AzureStor: an R package for working with Azure storage

Storage endpoints

Perhaps the more relevant part of AzureStor for most users is its client interface to storage. With this, you can upload and download files and blobs, create containers and shares, list files, and so on. Unlike the ARM interface, the client interface uses S3 classes. This is for a couple of reasons: it is more familiar to most R users, and it is consistent with most other data manipulation packages in R, in particular the tidyverse.

The starting point for client access is the storage_endpoint object, which stores information about the endpoint of a storage account: the URL that you use to access storage, along with any authentication information needed. The easiest way to obtain an endpoint object is via the storage account resource object’s get_blob_endpoint() and get_file_endpoint() methods:

1
2
3
4
5
6
7
8
9
10
11
12
13
14
15
16
17
18
19
20
# get the storage account object
stor <- AzureRMR::az_rm$
 new(tenant="{tenant_id}", app="{app_id}", password="{password}")$
 get_subscription("{subscription_id}")$
 get_resource_group("myresourcegroup")$
 get_storage_account("mynewstorage")

stor$get_blob_endpoint()
# Azure blob storage endpoint
# URL: https://mynewstorage.blob.core.windows.net/
# Access key: <hidden>
# Account shared access signature: <none supplied>
# Storage API version: 2018-03-28

stor$get_file_endpoint()
# Azure file storage endpoint
# URL: https://mynewstorage.file.core.windows.net/
# Access key: <hidden>
# Account shared access signature: <none supplied>
# Storage API version: 2018-03-28

This shows that the base URL to access blob storage is https://mynewstorage.blob.core.windows.net/, while that for file storage is https://mynewstorage.file.core.windows.net/. While it’s not displayed, the endpoint objects also include the access key necessary for authenticated access to storage; this is obtained directly from the storage account resource.

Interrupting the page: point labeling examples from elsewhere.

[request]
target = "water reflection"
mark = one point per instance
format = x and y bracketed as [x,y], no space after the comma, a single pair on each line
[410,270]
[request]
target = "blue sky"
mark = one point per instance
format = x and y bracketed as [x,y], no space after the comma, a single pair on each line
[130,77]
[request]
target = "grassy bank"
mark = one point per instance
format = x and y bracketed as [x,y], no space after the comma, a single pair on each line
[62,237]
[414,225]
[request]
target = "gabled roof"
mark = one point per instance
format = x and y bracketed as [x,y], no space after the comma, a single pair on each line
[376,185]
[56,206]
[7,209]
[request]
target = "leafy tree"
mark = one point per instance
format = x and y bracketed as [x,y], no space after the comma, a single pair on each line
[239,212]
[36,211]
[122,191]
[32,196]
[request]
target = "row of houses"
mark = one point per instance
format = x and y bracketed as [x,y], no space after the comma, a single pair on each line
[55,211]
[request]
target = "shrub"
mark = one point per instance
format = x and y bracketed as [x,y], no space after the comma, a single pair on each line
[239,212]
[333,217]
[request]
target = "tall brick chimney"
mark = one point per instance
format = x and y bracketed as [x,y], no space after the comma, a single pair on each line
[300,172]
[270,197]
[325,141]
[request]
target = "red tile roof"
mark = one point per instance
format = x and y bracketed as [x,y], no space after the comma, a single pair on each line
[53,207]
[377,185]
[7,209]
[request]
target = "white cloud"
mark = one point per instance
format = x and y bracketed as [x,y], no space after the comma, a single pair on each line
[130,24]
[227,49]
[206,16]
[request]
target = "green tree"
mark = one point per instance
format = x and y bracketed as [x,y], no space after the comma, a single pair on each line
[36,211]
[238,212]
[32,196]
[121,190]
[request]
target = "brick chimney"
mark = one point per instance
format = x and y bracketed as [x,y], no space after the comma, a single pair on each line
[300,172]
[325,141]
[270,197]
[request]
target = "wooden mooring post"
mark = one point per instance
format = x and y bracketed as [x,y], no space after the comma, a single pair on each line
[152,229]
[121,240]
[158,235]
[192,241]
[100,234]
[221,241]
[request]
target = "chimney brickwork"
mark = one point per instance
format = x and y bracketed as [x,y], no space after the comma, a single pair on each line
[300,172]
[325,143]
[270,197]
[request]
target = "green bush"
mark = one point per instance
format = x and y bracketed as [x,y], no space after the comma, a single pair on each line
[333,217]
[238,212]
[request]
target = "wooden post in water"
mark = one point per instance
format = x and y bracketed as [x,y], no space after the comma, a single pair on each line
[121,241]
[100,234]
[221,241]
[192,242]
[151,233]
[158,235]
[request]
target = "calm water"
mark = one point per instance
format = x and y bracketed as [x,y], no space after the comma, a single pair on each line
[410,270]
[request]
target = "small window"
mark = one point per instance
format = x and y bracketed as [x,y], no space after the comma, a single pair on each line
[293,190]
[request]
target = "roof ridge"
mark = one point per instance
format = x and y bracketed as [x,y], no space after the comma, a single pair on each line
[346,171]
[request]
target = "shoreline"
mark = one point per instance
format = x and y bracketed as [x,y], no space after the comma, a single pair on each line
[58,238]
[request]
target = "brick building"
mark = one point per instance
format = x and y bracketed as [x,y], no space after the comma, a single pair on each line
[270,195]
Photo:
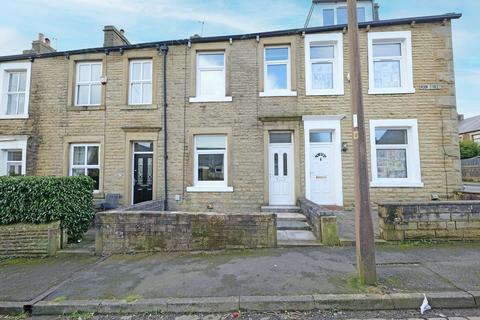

More practically, you will usually want to work with a storage endpoint without having to go through the process of authenticating with Azure Resource Manager (ARM). Often, you may not have any ARM credentials to start with. In this case, you can create the endpoint object directly with blob_endpoint() and file_endpoint():

1
2
3
4
5
6
7
# same as above
blob_endp <- blob_endpoint(
 "https://mynewstorage.blob.core.windows.net/",
 key="mystorageaccesskey")
file_endp <- file_endpoint(
 "https://mynewstorage.file.core.windows.net/",
 key="mystorageaccesskey")

Notice that when creating the endpoint this way, you have to provide the access key explicitly.

Instead of an access key, you can provide a shared access signature (SAS) to gain authenticated access. The main difference between using a key and a SAS is that the former unlocks access to the entire storage account. A user who has a key can access all containers and files, and can read, modify and delete data without restriction. On the other hand, a user with a SAS can be limited to have access only to specific files, or be limited to read access, or only for a given span of time, and so on. This is usually much better in terms of security.

Usually, the SAS will be given to you by your system administrator. However, if you have the storage acccount resource object, you can generate and use a SAS as follows. Note that generating a SAS requires the storage account’s access key.

1
2
3
4
5
6
7
8
9
10
# shared access signature: read/write access, container+object access, valid for 12 hours
now <- Sys.time()
sas <- stor$get_account_sas(permissions="rw",
 resource_types="co",
 start=now,
 end=now + 12 * 60 * 60,
 key=stor$list_keys()[1])

# create an endpoint object with a SAS, but without an access key
blob_endp <- stor$get_blob_endpoint(sas=sas)

If you don’t have a key or a SAS, you will only have access to unauthenticated (public) containers and file shares.